Skip to content

negaga53/neme-anima

Repository files navigation

Neme-Anima

A three-step character LoRA builder:

  1. Extract crops of one or more characters from a video using reference images.
  2. Auto-tag each crop with WD14 danbooru tags and natural-language captions, then reorganize the dataset from the UI.
  3. Train a LoRA per character on Anima with the parameters already wired in.

The extractor and tagger are model-agnostic and produce output sized for kohya-ss / OneTrainer / sd-scripts on SDXL-class anime models (Pony, Illustrious, NoobAI, vanilla SDXL). The trainer targets Anima.

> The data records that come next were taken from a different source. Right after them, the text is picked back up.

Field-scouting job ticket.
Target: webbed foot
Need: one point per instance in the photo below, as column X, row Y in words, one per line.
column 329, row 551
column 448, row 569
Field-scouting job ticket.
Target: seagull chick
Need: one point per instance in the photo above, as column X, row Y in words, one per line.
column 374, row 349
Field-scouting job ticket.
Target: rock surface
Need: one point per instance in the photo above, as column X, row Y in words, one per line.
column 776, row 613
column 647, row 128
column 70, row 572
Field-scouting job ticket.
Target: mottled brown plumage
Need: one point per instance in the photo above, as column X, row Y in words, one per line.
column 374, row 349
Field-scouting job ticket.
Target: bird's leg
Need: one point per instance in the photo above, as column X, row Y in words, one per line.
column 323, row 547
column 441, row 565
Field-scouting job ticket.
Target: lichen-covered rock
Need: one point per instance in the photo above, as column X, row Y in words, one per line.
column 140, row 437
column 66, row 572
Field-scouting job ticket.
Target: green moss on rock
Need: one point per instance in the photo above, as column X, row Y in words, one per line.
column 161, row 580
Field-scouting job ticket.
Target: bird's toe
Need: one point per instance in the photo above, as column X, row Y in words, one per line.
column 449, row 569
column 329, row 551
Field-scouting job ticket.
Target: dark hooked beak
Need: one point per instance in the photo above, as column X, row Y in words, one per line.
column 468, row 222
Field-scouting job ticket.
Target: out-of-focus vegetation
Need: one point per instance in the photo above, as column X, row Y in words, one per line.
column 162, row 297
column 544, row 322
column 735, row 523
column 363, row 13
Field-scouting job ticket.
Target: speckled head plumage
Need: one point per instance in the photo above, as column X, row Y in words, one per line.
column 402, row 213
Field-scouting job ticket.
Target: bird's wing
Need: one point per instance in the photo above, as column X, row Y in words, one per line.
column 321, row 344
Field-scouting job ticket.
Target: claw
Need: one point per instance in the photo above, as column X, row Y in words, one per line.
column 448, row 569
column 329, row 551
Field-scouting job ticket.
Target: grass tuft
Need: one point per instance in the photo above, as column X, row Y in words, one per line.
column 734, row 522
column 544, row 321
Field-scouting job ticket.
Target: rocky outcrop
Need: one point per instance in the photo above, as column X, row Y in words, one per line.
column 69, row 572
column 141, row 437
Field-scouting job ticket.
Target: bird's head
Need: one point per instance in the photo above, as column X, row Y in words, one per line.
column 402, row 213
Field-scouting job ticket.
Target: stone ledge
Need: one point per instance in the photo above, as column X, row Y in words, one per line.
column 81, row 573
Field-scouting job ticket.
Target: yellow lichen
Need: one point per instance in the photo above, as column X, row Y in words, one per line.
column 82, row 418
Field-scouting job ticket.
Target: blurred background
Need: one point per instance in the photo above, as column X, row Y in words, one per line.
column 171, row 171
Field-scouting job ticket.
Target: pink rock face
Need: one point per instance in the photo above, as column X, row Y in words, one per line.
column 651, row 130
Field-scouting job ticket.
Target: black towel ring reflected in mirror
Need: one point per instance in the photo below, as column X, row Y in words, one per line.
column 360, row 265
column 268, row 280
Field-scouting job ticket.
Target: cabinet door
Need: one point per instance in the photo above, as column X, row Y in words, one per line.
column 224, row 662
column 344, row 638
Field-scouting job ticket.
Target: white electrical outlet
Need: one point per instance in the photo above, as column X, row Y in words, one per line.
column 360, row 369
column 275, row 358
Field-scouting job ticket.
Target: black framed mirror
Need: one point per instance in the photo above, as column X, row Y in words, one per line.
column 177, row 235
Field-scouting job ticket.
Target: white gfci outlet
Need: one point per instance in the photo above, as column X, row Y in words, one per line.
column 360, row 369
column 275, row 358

Result with a Chie LoRA applied to Anima

Pipeline

For each video:

  1. PySceneDetect splits it into shots.
  2. DeepGHS YOLO (via imgutils) detects characters per frame.
  3. ByteTrack links detections into per-shot tracklets.
  4. CCIP matches tracklets to each character's reference images and assigns tracklets to whichever character scores best (or rejects them if no character matches).
  5. 1–3 frames per kept tracklet are picked by sharpness, visibility, and aspect ratio.
  6. Each pick is cropped at longest-side 1024 with the original background.
  7. CCIP runs over the kept crops a second time to drop near-duplicates inside a sliding window.
  8. WD14 EVA02-Large v3 writes a kohya-style .txt next to each .png.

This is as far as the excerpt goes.